RABO BLOG: JUAN MANUEL GARATE ON THE VUELTA SO FAR

Rabobank’s Juan Manuel Garate and Robert Gesink ride another warm stage in the 2009 Vuelta a España. Photo by Cor Vos.

“There are some majorly difficult climbs coming up, starting with the Aitana mountain-top finish on Sunday.”

Riding his Giant TCR Advanced SL bicycle, Rabobank rider Juan Manuel Garate won the most difficult stage in the 2009 Tour de France: Stage 20—the mountain-top finish on Mont Ventoux. It’s a legendary, brutal climb and winning the stage puts the former Spanish national champion in the record books alongside names like Eddy Merckx, Raymond Poulidor, and Charly Gaul. Garate is now part of the Rabobank team competing in the Vuelta a España which is back on home soil, after the first four stages took place in the Netherlands and Belgium. Following Stage 6, Garate took some time to blog about the season’s third Grand Tour:

“So here we are back in Spain. It’s hot, it’s sunny and the riders in the bunch are gradually adapting to the idea that we really are in the Tour of Spain after all that time in northern Europe. Most of the Spanish riders in the bunch, I have to say, are quite pleased to be here, and not because they were homesick. A lot of them aren’t familiar with the Classics and aren’t at all used to racing in the flat, windy, cold kind of conditions that you get so often in the Netherlands, and they didn’t like that one bit. So they were pleased when the plane touched down in Spain.”

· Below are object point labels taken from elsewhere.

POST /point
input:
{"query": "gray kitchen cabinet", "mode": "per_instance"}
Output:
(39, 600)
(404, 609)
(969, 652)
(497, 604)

“After two days we’re slowly getting used to the heat again, too. But it’s been a pretty brutal change of temperature, to say the least. It’s about 20 degrees warmer than it was in Holland and Belgium, and so you suffer a lot, particularly on days like today [Stage 6] when there’s only a tailwind so there’s no real breeze inside the bunch.”

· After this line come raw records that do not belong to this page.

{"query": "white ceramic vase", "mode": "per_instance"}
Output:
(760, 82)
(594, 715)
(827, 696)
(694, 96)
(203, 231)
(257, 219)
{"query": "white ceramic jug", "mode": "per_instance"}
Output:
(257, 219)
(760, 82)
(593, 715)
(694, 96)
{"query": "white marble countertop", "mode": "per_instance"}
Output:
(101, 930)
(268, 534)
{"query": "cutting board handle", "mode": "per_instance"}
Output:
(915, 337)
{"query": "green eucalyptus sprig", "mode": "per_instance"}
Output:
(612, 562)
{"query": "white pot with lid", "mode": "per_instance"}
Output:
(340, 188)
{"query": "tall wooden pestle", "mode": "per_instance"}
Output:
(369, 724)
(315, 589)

“As for me, I’m slowly getting better. It’ll be five weeks to the day on Saturday since I fell and badly hurt my arm in the Clasica San Sebastian, and I’m still slowly recovering. I’m a little bit off my top condition because I couldn’t train as well as I’d have liked because of the injury. In fact I ended up only starting 10 days before the Vuelta began. I didn’t crash in Holland or Belgium; that big crash in Liege on Stage 4 didn’t affect me because I was right at the back of the bunch. I was still pretty nervous about my hand, to be honest, and couldn’t really take it off the bars, so I stayed as far back as possible hoping I’d stay out of trouble. Now I’m slowly coming into shape again, but it’ll take time. I certainly won’t be up there on the race’s first summit finish on Sunday on the Aitana.”

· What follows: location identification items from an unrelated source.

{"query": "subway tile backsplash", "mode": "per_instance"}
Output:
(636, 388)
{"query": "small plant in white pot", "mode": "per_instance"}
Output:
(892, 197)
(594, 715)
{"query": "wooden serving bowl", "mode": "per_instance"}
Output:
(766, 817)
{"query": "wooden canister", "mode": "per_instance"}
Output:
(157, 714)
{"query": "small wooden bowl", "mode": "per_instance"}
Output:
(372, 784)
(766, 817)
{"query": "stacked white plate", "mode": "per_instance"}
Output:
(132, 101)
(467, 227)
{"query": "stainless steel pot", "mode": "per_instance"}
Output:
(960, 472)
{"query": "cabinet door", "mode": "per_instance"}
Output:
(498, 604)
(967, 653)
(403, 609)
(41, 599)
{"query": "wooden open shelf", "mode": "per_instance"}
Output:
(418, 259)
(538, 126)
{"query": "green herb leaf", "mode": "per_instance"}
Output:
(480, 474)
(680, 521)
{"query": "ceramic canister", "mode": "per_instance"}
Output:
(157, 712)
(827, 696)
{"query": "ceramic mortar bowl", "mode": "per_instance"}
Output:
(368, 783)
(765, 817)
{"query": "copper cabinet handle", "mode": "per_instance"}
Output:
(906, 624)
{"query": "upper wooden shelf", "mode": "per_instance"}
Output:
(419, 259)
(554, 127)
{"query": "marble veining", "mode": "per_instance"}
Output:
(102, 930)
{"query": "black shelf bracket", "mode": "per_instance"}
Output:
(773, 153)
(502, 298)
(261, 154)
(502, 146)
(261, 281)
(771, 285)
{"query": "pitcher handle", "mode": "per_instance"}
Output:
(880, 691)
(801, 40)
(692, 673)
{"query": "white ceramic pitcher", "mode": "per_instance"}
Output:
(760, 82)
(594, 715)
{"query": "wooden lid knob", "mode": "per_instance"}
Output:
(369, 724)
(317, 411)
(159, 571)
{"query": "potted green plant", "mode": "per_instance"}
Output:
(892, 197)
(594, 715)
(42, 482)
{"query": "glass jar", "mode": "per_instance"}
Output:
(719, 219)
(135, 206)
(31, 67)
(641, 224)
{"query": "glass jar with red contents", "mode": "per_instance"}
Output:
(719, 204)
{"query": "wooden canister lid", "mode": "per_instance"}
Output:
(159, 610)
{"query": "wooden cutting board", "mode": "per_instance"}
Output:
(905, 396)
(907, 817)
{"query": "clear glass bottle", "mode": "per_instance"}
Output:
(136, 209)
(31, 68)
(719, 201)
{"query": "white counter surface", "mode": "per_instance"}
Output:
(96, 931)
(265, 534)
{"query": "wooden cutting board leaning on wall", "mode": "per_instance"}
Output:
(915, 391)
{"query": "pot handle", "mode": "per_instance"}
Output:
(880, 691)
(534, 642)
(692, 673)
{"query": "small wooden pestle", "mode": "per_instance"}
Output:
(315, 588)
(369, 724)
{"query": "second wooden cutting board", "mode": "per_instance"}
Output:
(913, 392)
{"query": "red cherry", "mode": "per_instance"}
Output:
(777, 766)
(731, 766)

“In any case, tomorrow [Saturday] is the first long time trial of the race. Personally I don’t think there’ll be too many big differences. It’s too early, even if some climbers could lose a lot of time because it’s so flat and exposed. Afterwards there are some majorly difficult climbs coming up, starting with the Aitana mountain-top finish on Sunday. It’s not particularly steep; it only goes up to about nine percent at the worst after a sharp right-hand bend when you go up towards the military base close towards the top with about four kilometers to go. But it is a really long climb, over 20 kilometers, and after 200 kilometers of racing up and down hill all day, it’s going to be very tough. That’s going to be the first real test of the Vuelta.”